Until now, there have been some reports of GBS in the absence of clinical manifestations of the COVID-19 infection, but we think that it is still uncommon. Many previous studies about GBS after COVID-19 showed less focus on severity of COVID-19 infectious symptoms. As you pointed out, a systematic review of 220 patients with COVID-19 associated GBS, which was published in early COVID-19 pandemic era, reported one case of COVID-19 symptom negative COVID-19 related GBS.4 Another systematic review that recruited cases from January 2020 to August 2020, reported only two of seventy-three cases presented asymptomatic COVID-19 infection.5 We agree that there can happen some cases of GBS in asymptomatic COVID-19 patients, but we think that it is hard to determine this finding as unusual or not, at this point. There should be more studies of post- and para-infectious GBS in COVID-19 patients, investigating severity of respiratory symptoms. We appreciate you for your opinion about this important point of view.

We described nerve conduction study results in our report, showing axonal motor polyneuropathy without conduction block or sensory involvement, which suggesting AMAN type GBS.1 The clinical and electrophysiological characteristics of this case are compatible with AMAN type GBS; progressing motor weakness for 2 weeks, no history of previous motor weakness history, axonal motor neuropathy on nerve conduction study which were improved after 1-year follow-up study. The attack occurred just one-time throughout her life of 73 years, and this clinical course is far from multifocal motor neuropathy (MMN). We agree to your concern about MMN, and we will always consider possibility of MMN in focal distal weakness.

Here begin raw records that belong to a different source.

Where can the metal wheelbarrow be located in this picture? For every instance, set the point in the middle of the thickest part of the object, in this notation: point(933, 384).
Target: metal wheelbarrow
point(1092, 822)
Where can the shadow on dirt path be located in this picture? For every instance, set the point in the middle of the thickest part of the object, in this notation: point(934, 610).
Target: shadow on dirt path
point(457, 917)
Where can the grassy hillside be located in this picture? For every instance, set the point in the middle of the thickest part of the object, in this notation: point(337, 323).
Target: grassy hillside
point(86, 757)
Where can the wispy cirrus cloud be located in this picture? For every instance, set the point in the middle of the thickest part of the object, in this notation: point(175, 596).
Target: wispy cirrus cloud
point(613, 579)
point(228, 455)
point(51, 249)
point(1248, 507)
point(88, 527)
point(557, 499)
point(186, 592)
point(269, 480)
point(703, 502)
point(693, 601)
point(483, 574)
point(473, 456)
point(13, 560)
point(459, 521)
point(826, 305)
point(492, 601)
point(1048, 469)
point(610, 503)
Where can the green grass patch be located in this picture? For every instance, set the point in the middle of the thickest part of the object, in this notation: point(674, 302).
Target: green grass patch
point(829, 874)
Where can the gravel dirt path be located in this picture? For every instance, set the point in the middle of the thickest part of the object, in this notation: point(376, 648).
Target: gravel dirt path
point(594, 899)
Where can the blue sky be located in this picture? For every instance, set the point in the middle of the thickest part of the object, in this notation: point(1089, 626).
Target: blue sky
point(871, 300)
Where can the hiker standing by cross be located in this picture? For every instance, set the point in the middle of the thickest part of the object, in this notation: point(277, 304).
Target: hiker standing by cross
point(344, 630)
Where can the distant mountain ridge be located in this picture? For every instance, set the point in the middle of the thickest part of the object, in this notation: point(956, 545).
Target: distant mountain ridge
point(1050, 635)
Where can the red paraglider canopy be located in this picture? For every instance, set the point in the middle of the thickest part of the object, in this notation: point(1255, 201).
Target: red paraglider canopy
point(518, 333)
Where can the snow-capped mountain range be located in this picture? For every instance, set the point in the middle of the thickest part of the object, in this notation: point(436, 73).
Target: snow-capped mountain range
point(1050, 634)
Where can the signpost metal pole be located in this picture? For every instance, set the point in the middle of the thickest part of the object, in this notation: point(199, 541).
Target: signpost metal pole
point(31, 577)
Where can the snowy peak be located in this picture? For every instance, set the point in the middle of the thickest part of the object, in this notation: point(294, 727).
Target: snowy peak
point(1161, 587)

We did not present the result of spine magnetic resonance imaging (MRI), because the results of nerve conduction study, neurological examination and patient’s history were enough to diagnose AMAN subtype of GBS. As you suggested, spine MRI can help diagnose GBS and determine its prognosis. Our patient underwent spine MRI, and any root enhancement or cord lesion were not shown.

We totally agree to your opinion about cerebrospinal fluid (CSF) cytokine and chemokine study in COVID-19 related GBS. In this country, chemokine or cytokine testing was not yet clinically commercialized or validated, we did not test cytokine or chemokine of CSF. In the future, studies of CSF cytokines in COVID-19 related GBS will be helpful to understand severe acute respiratory syndrome coronavirus 2 (SARS-CoV-2) infection and related GBS.

In our patient, the result of real-time reverse transcription-polymerase chain reaction (RT-PCR) test for SARS-CoV-2 became negative 3 weeks after the first positive result. Our patient had SARS-CoV-2 RT-PCR study from both nasal swab and sputum test, according to standard method of SARS-CoV-2 RT-PCR test. In addition, our patient had a close contact to a symptomatic confirmed COVID-19 patient, and we thought that false positivity has a low possibility.

We missed her chronic past medical history. She had no past medical or personal history including diabetes mellitus, heavy alcoholism, cancer and chemotherapy. In admission, she showed no risk factors of peripheral polyneuropathy. She had no paresthesia or numbness symptom before this attack. A follow-up study result of recovering axonopathy also supported that she had no chronic polyneuropathy.

In conclusion, we agree with the comment about some concerns of our report. GBS presents various clinical features and electrophysiological findings depending on the region. Determining new clinical variant of any disease should be always cautious, but we thought that recently suggested finger drop variant of AMAN could have value for treating and researching AMAN type GBS. Our case is meaningful that the finger drop variant of GBS may occur after COVID-19 in a country where AMAN is frequent. There should be further studies about clinical subtypes of AMAN and other GBS types, and more detailed clinical factors about COVID-19 and GBS.